I would just sit in silence while everyone shared their grief and prove to Amara that I didn't need therapy.

What I didn't realize was the power of that word. Just one meeting felt like a lifetime.

Whoever shared before me, their grief drudged something painful from memory. I ended up speaking when called up. My decision to just sit in silence went for a toss.

It was then that I realized simple words could also have a higher, more profound power than you'd give them credit for.

When someone's phone rang, I was jolted from reliving that wretched day when I lost a part of my body and a piece of my soul.

When I turned around to give a piece of my mind to the person who disturbed me, I realized another thing.

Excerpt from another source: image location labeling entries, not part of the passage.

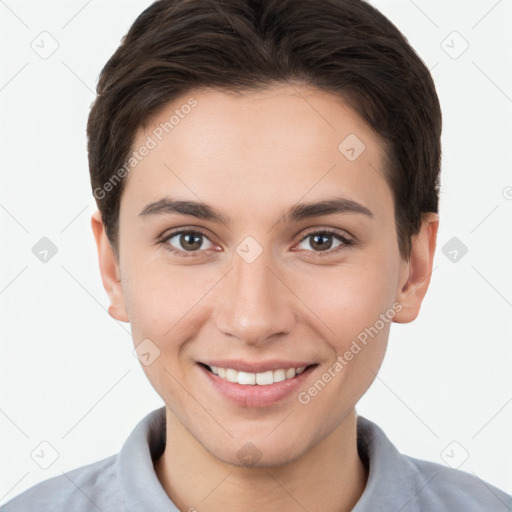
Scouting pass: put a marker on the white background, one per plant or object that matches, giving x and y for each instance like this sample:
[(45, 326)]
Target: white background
[(68, 374)]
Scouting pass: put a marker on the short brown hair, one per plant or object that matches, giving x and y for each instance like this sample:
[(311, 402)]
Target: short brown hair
[(345, 47)]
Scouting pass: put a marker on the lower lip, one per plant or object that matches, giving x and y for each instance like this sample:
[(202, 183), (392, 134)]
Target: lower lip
[(255, 395)]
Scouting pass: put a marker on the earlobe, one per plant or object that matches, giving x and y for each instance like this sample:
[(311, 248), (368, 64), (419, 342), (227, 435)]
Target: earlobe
[(109, 269), (417, 271)]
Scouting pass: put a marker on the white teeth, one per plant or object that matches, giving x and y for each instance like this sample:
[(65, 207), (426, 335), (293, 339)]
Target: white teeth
[(246, 378), (231, 375), (279, 375), (261, 379), (265, 378), (290, 373)]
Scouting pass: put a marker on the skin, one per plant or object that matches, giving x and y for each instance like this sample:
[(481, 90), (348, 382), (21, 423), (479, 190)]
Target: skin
[(252, 157)]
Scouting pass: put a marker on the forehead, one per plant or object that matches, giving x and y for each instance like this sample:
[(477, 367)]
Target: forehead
[(272, 146)]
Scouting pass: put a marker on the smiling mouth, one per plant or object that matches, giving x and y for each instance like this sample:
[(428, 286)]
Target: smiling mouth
[(256, 379)]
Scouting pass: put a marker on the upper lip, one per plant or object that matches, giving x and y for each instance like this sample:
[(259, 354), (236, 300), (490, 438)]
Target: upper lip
[(257, 366)]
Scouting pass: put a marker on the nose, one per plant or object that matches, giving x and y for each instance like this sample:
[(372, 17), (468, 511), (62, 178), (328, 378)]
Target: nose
[(255, 305)]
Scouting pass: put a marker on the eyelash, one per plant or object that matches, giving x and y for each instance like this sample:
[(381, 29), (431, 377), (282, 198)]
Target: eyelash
[(321, 254)]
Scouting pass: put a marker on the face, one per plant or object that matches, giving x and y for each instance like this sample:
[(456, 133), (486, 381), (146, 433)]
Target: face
[(224, 262)]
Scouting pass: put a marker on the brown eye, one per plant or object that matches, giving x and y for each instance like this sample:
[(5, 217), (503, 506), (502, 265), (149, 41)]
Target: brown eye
[(186, 241)]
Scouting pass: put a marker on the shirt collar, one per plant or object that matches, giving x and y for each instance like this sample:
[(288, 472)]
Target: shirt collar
[(390, 476)]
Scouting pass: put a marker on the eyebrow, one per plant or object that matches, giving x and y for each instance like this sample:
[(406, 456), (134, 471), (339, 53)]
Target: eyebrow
[(298, 212)]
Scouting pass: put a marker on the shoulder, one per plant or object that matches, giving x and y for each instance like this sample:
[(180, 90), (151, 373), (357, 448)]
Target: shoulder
[(81, 489), (401, 482), (444, 488)]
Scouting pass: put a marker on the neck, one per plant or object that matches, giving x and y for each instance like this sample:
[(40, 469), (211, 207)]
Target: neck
[(329, 477)]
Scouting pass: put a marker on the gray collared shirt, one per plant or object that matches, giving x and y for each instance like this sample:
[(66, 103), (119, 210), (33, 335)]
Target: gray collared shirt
[(127, 482)]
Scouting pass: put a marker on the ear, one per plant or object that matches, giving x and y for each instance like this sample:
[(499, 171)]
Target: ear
[(417, 271), (109, 269)]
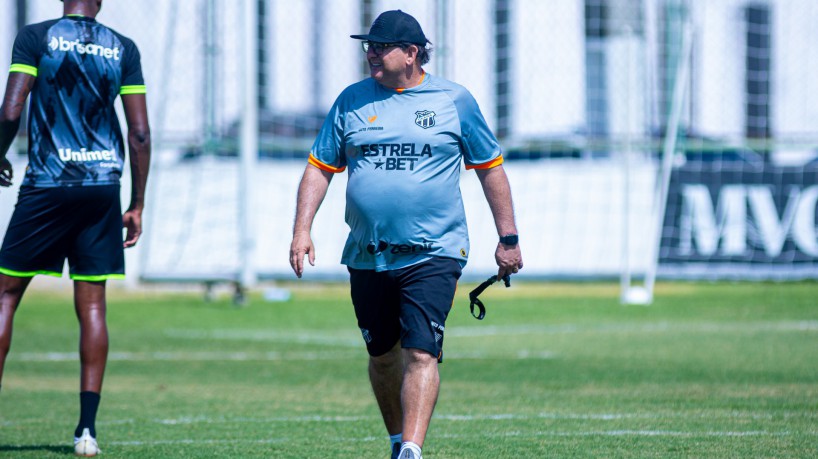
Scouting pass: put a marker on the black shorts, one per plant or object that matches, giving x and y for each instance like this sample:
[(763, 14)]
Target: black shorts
[(80, 224), (408, 304)]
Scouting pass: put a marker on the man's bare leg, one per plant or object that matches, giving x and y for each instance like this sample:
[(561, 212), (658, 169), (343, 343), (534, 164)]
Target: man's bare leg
[(421, 384), (11, 291)]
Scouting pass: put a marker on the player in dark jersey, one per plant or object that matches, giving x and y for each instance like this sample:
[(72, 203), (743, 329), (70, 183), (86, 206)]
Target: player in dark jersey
[(69, 202)]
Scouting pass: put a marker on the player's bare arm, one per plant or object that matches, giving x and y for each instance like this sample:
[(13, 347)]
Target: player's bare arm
[(311, 192), (498, 194), (17, 89), (139, 147)]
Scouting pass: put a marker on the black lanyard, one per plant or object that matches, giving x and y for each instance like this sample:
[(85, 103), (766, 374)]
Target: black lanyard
[(477, 291)]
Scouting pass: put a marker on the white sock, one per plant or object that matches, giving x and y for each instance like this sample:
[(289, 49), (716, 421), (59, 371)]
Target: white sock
[(411, 446), (394, 439)]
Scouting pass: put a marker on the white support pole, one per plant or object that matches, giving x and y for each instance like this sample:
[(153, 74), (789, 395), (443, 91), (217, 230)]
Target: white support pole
[(248, 144), (668, 151)]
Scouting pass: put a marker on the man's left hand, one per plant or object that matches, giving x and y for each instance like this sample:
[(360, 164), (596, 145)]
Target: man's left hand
[(509, 259), (132, 221), (6, 172)]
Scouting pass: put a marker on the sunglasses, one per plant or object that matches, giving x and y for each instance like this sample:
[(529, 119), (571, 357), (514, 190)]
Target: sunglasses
[(378, 48)]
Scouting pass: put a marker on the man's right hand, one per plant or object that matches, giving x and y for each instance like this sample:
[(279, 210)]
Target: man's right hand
[(301, 245), (6, 172)]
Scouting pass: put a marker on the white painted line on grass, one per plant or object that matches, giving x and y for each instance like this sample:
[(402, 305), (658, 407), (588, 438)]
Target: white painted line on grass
[(272, 356)]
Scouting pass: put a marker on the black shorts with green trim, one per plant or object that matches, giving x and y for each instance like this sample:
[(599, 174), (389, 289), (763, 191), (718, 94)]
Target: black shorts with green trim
[(409, 304), (80, 224)]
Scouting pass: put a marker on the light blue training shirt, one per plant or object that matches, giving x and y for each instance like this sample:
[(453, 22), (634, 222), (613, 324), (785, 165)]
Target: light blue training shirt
[(402, 149)]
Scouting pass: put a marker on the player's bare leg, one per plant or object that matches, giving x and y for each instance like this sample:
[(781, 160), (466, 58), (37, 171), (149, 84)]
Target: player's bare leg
[(11, 291), (421, 383), (386, 376), (90, 306)]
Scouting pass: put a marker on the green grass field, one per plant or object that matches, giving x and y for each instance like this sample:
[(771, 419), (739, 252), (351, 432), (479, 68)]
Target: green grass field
[(555, 370)]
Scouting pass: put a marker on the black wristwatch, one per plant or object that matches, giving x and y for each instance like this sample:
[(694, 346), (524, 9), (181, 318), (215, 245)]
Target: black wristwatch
[(510, 239)]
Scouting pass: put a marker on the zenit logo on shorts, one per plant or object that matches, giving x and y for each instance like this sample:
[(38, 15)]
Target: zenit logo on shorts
[(81, 66), (404, 152)]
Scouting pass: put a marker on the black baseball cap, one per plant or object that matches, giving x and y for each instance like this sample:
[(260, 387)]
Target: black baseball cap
[(395, 27)]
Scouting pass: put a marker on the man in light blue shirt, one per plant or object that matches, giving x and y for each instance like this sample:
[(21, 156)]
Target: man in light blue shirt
[(402, 134)]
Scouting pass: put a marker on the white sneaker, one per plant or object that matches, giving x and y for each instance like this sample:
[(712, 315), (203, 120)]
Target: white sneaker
[(86, 445), (409, 454)]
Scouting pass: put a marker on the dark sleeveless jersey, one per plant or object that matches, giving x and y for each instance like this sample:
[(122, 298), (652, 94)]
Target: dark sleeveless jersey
[(81, 67)]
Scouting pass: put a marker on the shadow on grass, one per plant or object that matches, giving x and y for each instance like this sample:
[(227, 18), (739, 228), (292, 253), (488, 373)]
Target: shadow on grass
[(61, 449)]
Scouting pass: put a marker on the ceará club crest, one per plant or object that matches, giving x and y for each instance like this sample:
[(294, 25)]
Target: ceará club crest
[(425, 118)]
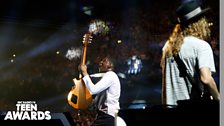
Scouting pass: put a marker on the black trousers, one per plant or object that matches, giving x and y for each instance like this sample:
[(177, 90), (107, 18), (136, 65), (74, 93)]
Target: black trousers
[(103, 119)]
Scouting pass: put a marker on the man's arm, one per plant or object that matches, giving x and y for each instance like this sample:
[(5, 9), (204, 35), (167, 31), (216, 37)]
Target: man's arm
[(208, 81)]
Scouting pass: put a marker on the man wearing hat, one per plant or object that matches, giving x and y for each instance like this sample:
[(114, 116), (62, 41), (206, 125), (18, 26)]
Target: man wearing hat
[(187, 44)]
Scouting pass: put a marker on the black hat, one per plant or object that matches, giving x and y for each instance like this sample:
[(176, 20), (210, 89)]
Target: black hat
[(189, 10)]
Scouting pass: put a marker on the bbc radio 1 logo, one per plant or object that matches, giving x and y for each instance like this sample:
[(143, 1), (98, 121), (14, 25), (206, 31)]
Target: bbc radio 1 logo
[(27, 110)]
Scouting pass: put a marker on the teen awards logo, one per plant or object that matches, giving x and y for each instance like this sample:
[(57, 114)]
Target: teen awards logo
[(27, 110)]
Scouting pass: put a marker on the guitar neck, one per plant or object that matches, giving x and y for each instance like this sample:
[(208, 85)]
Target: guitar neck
[(84, 49)]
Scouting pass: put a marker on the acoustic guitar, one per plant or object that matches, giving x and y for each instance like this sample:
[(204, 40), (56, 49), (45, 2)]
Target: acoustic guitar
[(79, 96)]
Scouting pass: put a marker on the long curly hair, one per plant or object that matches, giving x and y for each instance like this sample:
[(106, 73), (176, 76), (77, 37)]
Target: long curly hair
[(199, 29)]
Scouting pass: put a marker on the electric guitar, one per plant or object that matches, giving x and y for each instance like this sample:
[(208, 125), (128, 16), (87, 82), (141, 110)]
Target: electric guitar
[(79, 96)]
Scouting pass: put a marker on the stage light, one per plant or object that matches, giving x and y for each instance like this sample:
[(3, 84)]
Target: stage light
[(134, 65), (119, 41)]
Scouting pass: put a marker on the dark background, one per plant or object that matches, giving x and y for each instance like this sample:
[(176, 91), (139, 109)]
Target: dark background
[(40, 32)]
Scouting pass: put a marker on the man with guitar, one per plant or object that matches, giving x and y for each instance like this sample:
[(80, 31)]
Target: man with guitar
[(106, 90)]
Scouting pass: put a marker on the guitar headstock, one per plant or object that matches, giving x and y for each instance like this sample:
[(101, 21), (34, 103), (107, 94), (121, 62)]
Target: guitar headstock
[(87, 38)]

I just couldn't escape from Zemira.

As I watched her stand at the far end of the room - a hand shoved inside her favorite black handbag which she lovingly called Prado instead of its actual name - I knew it was harder than I thought to forget about her.

She wasn't a resident of my mind anymore. She was also a resident in this new city where I moved to avoid her.

"Miss Ford. Is there something else you'd want to say or shall we resume?" Ms. Davis spoke between the loud chatters that ensued since I stopped talking. "Miss Ford..."

I couldn't take my eyes off the woman who ruled my heart and mind. No matter how hard I tried to turn around, I was glued to my chair.

I believe it was easier to forget about someone if they only existed in memories. Zemira wasn't just a memory.

She had become a part of me, my life and my thoughts. Fused over me like a second skin and embedded in each cell, she shadowed me every day and night.

Zemira never vacated her space in my mind. She never abandoned my heart.

She became an infectious entity I tried hard to chop off but failed.

"Miss Ford." The counselor's intonated voice dragged everyone's attention. "I'm talking to you."

My Zemira stood still, mouth ajar, an arm stuck inside her bag to resemble a statue. Her blue eyes didn't twinkle anymore, seemingly having lost their sheen.

I knew better than to believe that our distance made her smile vanish and her bubbling personality subdued. I knew better than to believe that Zemira didn't resemble the girl I left for my mission because she missed me.

All the unwanted media attention she nagged about, all the running and hiding she did from publicity was a façade. A ruse she used to trap me.

"Sorry," Zemira said, her intense gaze boring into me.

It heated my chest and my eyes. What I wanted - to walk over to her and chock the living hell out of the woman - vanished the moment she trembled backwards.

"I need...I ha... have...to attend this call. Sorry, everyone."

She dashed through the doors.

My blood boiled my bones, melting them, searing my flesh. My chest was aflame, pricking my vision and my breath. The world zoomed in and out of focus. I couldn't concentrate on Ms. Davis's words.